The News Came at Breakfast
I heard about the ships while pouring coffee Tuesday morning. Three vessels hit by projectiles in the Strait of Hormuz. My first thought wasn't geopolitical — it was personal. My nephew is a merchant marine. He's worked the Gulf routes for six years. Every time I see a headline like this, I say a prayer and check my phone for a text that isn't there yet.
That's not an abstraction. That's a real kid on a real ship somewhere in the most dangerous waterway on earth, wondering if the people running this country are paying attention.
They're not. Not the way they should be.
The Strait Doesn't Forget Weakness
Twenty percent of the world's oil flows through the Strait of Hormuz. That's not a talking point — that's a fact that shapes every gas pump price in America and every heating bill in Europe. When Iranian-backed forces start hitting commercial vessels, they're not making a military statement. They're testing the fence to see if it's still electrified.
Under four years of the Biden administration, Iran watched sanctions get quietly softened, watched negotiators fly to Vienna to beg for a nuclear deal that Iran had already violated, and watched the United States freeze $6 billion in assets and then try to convince the American public that releasing the money somehow wasn't a concession. The fence stopped being electrified. Everyone in the region noticed.
This is what happens. Not as a metaphor. As a causal chain. You signal weakness. Actors who profit from chaos test that weakness. Sailors get hurt. Shipping lanes get disrupted. Gas prices spike. Families pay more to heat their homes. The consequences of foreign policy failures are not abstract — they show up in grocery bills and fuel costs and the phone calls nobody wants to make.
What a Christian Nation Owes Its Seafarers
There's a reason the book of Psalms talks so much about the sea. People who work the water understand danger in a way that people in air-conditioned offices do not. They're exposed. They're dependent on forces larger than themselves. And they're dependent, in ways those of us on dry land forget, on whether our country is willing to project enough strength to keep those lanes safe.
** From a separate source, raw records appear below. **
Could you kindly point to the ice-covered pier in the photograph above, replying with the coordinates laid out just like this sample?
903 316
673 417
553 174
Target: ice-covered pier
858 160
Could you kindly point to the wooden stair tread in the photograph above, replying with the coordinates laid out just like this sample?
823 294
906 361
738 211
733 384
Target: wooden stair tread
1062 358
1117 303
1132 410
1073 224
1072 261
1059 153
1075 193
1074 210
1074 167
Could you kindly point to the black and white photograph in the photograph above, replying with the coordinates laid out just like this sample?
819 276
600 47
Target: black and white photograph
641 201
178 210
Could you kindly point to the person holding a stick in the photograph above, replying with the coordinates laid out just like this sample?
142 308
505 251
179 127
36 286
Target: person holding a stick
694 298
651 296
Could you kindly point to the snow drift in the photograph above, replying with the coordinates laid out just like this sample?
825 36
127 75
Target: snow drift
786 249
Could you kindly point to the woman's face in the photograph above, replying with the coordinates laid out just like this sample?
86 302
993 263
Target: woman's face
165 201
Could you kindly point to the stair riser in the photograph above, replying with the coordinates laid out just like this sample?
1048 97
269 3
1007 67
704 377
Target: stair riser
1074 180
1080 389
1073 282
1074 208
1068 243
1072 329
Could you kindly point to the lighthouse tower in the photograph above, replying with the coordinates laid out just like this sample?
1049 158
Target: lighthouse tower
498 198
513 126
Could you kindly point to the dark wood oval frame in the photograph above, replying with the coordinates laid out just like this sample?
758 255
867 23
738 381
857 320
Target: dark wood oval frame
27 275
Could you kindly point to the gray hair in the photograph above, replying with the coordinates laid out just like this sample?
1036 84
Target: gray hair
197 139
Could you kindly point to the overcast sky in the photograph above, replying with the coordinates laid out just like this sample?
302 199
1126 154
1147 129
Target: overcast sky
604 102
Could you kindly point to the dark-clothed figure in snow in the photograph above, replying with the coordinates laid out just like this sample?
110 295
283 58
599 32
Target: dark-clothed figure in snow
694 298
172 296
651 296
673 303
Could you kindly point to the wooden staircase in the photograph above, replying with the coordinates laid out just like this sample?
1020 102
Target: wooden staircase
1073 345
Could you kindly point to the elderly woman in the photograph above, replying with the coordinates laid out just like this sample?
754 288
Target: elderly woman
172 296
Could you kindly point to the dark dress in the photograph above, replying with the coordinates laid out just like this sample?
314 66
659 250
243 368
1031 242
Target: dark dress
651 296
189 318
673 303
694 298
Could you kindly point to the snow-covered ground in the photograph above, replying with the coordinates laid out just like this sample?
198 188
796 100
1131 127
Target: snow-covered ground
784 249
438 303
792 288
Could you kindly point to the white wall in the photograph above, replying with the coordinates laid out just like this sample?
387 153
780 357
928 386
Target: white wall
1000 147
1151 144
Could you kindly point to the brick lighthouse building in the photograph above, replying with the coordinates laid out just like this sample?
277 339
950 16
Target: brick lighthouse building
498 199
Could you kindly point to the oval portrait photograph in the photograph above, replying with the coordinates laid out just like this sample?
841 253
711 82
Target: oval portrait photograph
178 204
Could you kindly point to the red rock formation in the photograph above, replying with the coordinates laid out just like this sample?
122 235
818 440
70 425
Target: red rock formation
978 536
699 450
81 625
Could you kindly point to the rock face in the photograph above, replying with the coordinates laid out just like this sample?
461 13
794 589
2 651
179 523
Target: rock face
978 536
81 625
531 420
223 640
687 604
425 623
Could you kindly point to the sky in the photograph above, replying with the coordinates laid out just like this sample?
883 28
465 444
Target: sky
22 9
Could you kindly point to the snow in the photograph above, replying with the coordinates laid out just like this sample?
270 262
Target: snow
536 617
The United States Navy exists in large part to ensure freedom of navigation. That's not imperialism — that's the basic compact that made global trade possible after World War II. When Houthi forces or Iranian proxies or whoever is behind today's attack starts hitting commercial ships with impunity, they're not just attacking shipping companies. They're attacking the entire architecture of international commerce that American military strength built and maintained.
We owe it to every merchant mariner, every Navy sailor, every family waiting for a text message at breakfast, to be absolutely clear: attacking American-linked vessels in international waters is not something we tolerate. Not now. Not ever. The response to this attack should be swift, proportionate, and unmistakable in its message.
Prayers and Politics
I'll keep praying for my nephew and everyone else out there on the water. But prayer without action is just wishful thinking dressed up in religious language. The Christian tradition I come from has always understood that protecting the innocent is a moral obligation — not just a policy preference.
Whoever authorized those projectile attacks on those three ships is counting on the United States to issue a strongly-worded statement and move on. That's been the playbook for years. It's time to prove them wrong. Strength isn't aggression. Strength is making clear, once and for all, that the cost of attacking American interests on the open water is higher than any political or financial gain is worth.
My nephew deserves that clarity. So does every other family waiting for a text that isn't there yet.